DOI: https://doi.org/10.5713/ajas.1998.732    Published online December 1, 1998.
Patterns of Nitrogen Excretion in Growing Pigs
K. U. Lee, R. D. Boyd, R. E. Austic, D. A. Ross, In K. Han
Three crossbred gilts weighing 61 2 kg (mean SD) and three gilts weighing 52 3 kg on the day before the first treatment began (d-1) were used for each of two experiments (Exp. 1 and Exp. 2), respectively. In Exp. 1, all pigs were fed the experimental diet (CP 19%) from d-7 to the end of study (d 21) to verify that nitrogen retention is constant during the 21 -d period. In Exp. 2, pigs were fed the control diet (CP 15.5%) from d -7 to d 8 and then the low-lysine diet from d 9 to d 16 in order to determine how rapidly dietary changes in amino acid composition results in a new equilibrium for nitrogen metabolism. The amount of urine nitrogen loss was not different over 21 days (p > 0.10). Rates of nitrogen retention were not different among pigs (p > 0.10) nor over time (p > 0.10). Average nitrogen retention during the period was 1.00g / kg BW0.75 per day. The apparent biological value was 41%, which did not change over the 3-week period (p > 0.10).

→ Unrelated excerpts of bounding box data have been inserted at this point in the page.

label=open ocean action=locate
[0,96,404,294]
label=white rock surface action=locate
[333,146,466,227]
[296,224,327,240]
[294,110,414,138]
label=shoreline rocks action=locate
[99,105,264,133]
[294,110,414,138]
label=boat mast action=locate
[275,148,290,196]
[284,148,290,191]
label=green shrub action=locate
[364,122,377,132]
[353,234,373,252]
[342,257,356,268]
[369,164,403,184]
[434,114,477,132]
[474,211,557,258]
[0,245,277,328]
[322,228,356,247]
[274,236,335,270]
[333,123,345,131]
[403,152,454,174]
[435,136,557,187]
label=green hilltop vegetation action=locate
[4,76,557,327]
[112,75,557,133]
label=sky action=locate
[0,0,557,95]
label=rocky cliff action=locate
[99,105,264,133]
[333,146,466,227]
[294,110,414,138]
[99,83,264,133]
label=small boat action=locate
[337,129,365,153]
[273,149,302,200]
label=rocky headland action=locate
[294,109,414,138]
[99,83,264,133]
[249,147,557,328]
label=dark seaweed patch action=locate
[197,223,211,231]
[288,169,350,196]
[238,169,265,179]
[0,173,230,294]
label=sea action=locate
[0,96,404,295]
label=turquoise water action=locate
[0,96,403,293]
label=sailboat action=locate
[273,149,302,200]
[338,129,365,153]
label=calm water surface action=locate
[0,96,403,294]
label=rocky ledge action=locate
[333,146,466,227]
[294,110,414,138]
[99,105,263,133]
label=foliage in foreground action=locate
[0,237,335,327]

The overall efficiency of nitrogen use for nitrogen retention was 35% (Exp. 1). The amount of nitrogen loss in urine and the efficiency of nitrogen utilization for nitrogen gain reached a new equilibrium within 2 to 3 d after the diet was changed. The low-lysine diet resulted in a 20% increase of nitrogen loss in urine (p < 0.001) and a 9% decline in efficiency of nitrogen use for nitrogen retention (p <0.001). Nitrogen retention while the pigs were fed the control diet was also higher than the retention when pigs were fed the low lysine diet (p < 0.001). The efficiency of nitrogen use for nitrogen retention in pigs fed the control diet was 57% (Exp. 2), which was higher (p < 0.001) than that from pigs fed the low-lysine diets (52%).